We asked them how they came up with the idea to set up an advice booth in a sea of lemonade stands. Turns out they got it from Peanuts. It’s modelled after Lucy’s 5-cent Psychiatric Help booth.
They charge more than Lucy, but their advice is better and it comes with a free cookie. I took their picture and told them that if I ever had grandchildren I hoped they’d be just like them.
I didn’t get there early, so I decided I’d wait until mid-afternoon so I could pick through the remnants left on the curbside. Picked up some great swap-box fodder (have you seen the new one at Nepean and O’Connor?).
Those kids sound pretty awesome. I’d let them hang out on my lawn.
– RG>
I haven’t seen it – but I’ll definitely take a look – I actually work very close to there. Thanks for the heads up!

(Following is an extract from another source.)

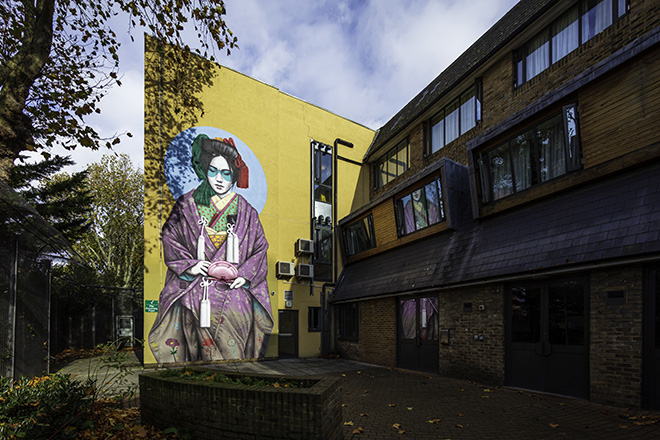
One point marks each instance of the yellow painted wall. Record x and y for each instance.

Turns out I can actually see it from my office window if I stand up and lean to one side!
Swap boxes also on foster, sims and rose mount – rip elmaks!

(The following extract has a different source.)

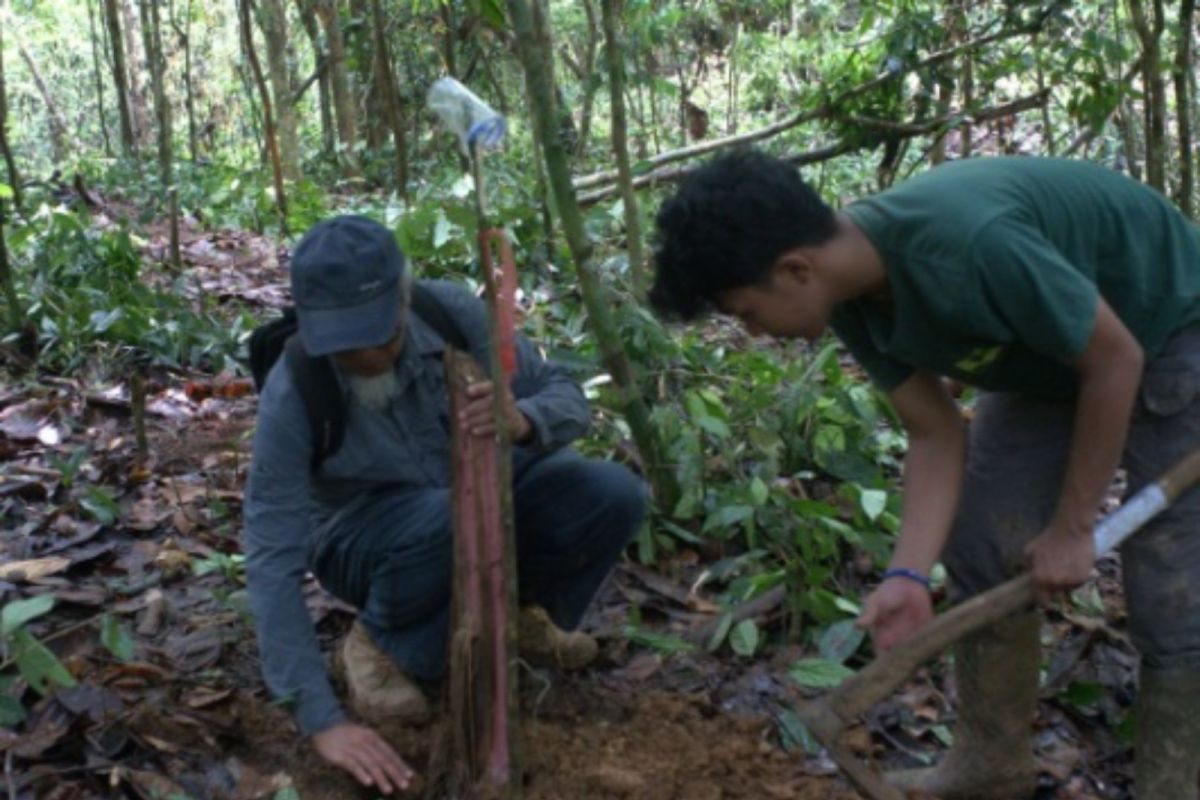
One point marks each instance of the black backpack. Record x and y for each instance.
(315, 377)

Excellent, I’m going to check them out. Thanks for the heads up! Elmaks lives on. (I still think of him every day, as I have one of his swap boxes prominently displayed in my home. It’s the one I rescued from the demolished building at Bank and Somerset.)
Also, amazing advice…
Those are awesome kids. Thanks for sharing.
I have another idea re: grandkids if you’re interested. What about finding substitute grandkids to mentor? With nuclear families often being far from extended family, I’m sure there are lots of families in need.
Awesome kids is right. I forgot to mention that their future plans are to be 1) a policewoman, 2) a politician, and 3) undecided. As for substitute grandchildren, we’ve actually considered that, and we might do it if Plan A fails. But where do you find random grandchildren? People might think it’s kind of creepy if you just go around looking for them, you know what I mean?
I really wanted to hit the garage sale this year, but unfortunately I had to be out of town. Next year for sure. Those kids are AWESOME – considering trading in my own. Such snap! Such confidence! Such sassiness! I don’t think I have those qualities even now.
I have often thought of setting up a grandparent match system for Ottawa. We have no relatives in town and have long envied others with grandparents who are willing to babysit or take the kids on outings or just come along to the park to chat while the kids play. Sounds like I should look into it!
I don’t know how to go about finding substitute grandchildren… I’m interested in finding substitute grandparents for my kids. They have grandparents of their own, of course, but they are either far away, v. busy or to mentally ill to be very involved. You could put an ad on kijiji — parents would be reading the childcare section but I don’t know if that’s where you’d want to put it.
Some of the elder facilities (community centers, homes) here have a system to allow elders to interact with unrelated children. Can you visit community centers in your area? It’s entirely possible they’d have some mentoring work for willing adults.
I love the idea of substitute grandparenting. Our school community is so small and close knit it’s been great for my kids to get substitute grandparents in. Its less one on one and committed than a general feeling and things like grandparental types knowing every child in the school and doting on them all, a great mix of older faculty and young faculty (I don’t see many teachers still in teaching in their mi 50’s and 60’s in the public system like we have) and the kids who need it? They don’t get labelled as bad kids they’re recognized as in need of more people in their lives. I wonder where you could find something like that? After school community drop in centre, through a local spiritual group like UU or something?